Ohne Frage hat die Fondsbranche im Zuge der Finanzmarktkrise unter dem Verfall der Aktienmärkte und der strukturierten und forderungsbesicherten Werte ganz massiv gelitten. Noch mehr hat uns dann bekanntlich die im Prinzip richtige Einlagengarantie der Bundesregierung vom 5. Oktober 2009 geschadet. Der unglückliche

Satz, dass dies nicht für Investmentfonds gelte, hat uns 50 Milliarden Euro an Mittelabflüssen allein im Monat Oktober beschert. Davon haben wir uns immer noch nicht ganz erholt, auch wenn wir in diesem Jahr bisher ein knapp ausgeglichenes Ergebnis bei den Publikumsfonds feststellen können und wichtige Fondskategorien wie Aktien- und Mischfonds wieder gutes Neugeschäft aufweisen. Beim Fondsvermögen beispielsweise hatten wir im Jahr 2008 in Summe durch Mittelabflüsse und insbesondere durch Kursverluste knapp 200 Milliarden Euro verloren, die wir inzwischen nicht zuletzt durch Kursgewinne aber zu mehr als der Hälfte wieder aufgeholt haben. Alles in allem darf die Branche damit wieder zuversichtlich nach vorne schauen.

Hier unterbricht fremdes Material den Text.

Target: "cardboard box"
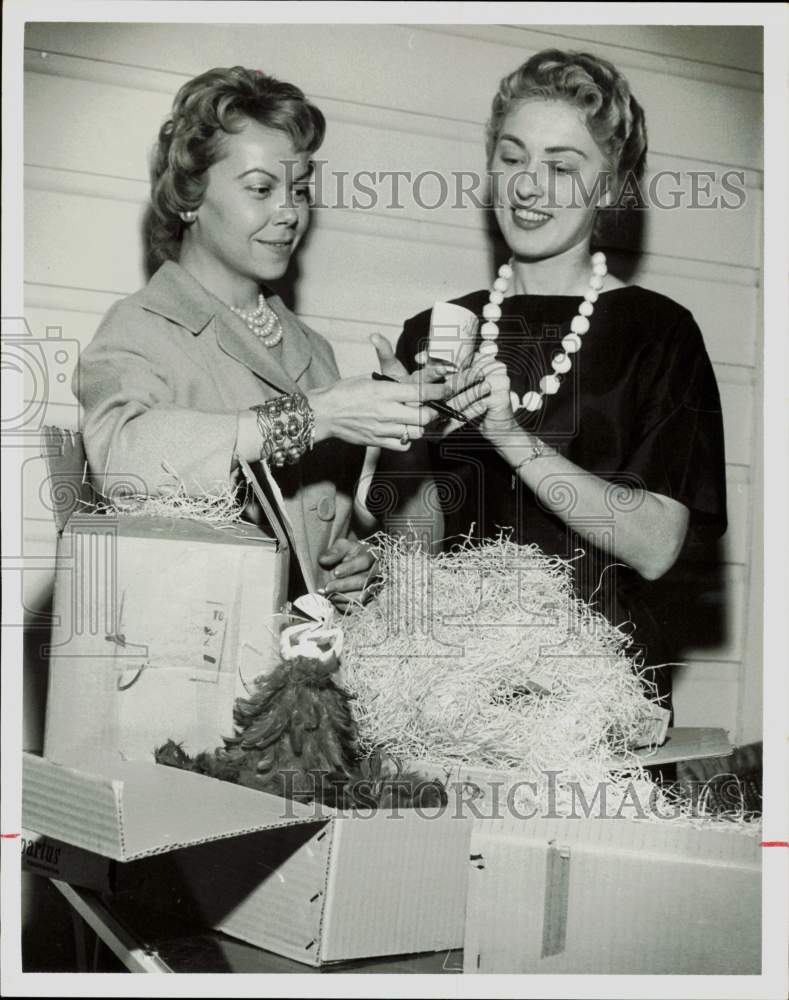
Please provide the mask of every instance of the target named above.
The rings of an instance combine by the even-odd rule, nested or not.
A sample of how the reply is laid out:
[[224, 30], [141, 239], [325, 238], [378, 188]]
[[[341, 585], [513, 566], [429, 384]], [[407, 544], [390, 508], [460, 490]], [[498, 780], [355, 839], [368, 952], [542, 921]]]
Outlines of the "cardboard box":
[[[91, 513], [79, 435], [46, 428], [59, 531], [44, 753], [153, 759], [233, 731], [245, 683], [278, 662], [287, 540], [248, 523]], [[86, 512], [88, 511], [88, 512]]]
[[473, 831], [464, 972], [760, 971], [758, 836], [632, 819]]
[[341, 815], [145, 761], [24, 755], [26, 826], [129, 862], [116, 889], [138, 903], [313, 966], [460, 946], [472, 824], [434, 813]]
[[113, 862], [109, 858], [31, 830], [22, 830], [19, 840], [23, 872], [96, 892], [110, 891]]
[[[730, 748], [720, 732], [677, 730], [658, 754], [694, 749]], [[124, 862], [116, 888], [135, 901], [321, 966], [462, 946], [472, 828], [495, 822], [518, 775], [421, 769], [448, 785], [440, 815], [316, 811], [144, 761], [25, 755], [23, 817]]]
[[58, 540], [45, 756], [152, 760], [233, 732], [233, 703], [278, 661], [287, 552], [249, 524], [75, 514]]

Sehen Sie das Vertrauensverhältnis Ihrer Branche zur Bundesregierung oder zur Bundespolitik insgesamt noch geschädigt?

Nein, so weit möchte ich nicht gehen. Die Einlagengarantie an sich hat unsere Branche ja immer für einen richtigen und damals notwendigen Schritt gehalten. Der Rest war seinerzeit einfach eine Formulierung, die sicher nicht mit der Absicht abgegeben worden ist, der Fondsbranche zu schaden. Von uns war schnelle und klare Aufklärungsarbeit gefragt. Durch eine Anzeigenkampagne und faire Berichterstattung in den Medien über unsere Argumente haben wir sehr schnell für eine gewisse Beruhigung sorgen können. Auf ihrer Homepage und über andere Kanäle haben der BVI und nahezu sämtliche Mitgliedsunternehmen den Anlegern sofort an prominenter Stelle erklärt, dass es einer Garantie für Investmentfonds gar nicht bedarf, weil deren Vermögen an sich institutionell als Sondervermögen abgesichert ist. Mit diesen Maßnahmen haben wir uns sukzessive Gehör verschafft und die Panik vertreiben können. Geholfen hat uns bei der Krisenbewältigung übrigens das eine Woche nach der Einlagengarantie vorgelegte Sofortprogramm der Bundesregierung zur Finanzmarktstabilisierung. Dieses beinhaltete gerade für die Geldmarktfonds eine Art Zusage zur Sicherung der Liquidität.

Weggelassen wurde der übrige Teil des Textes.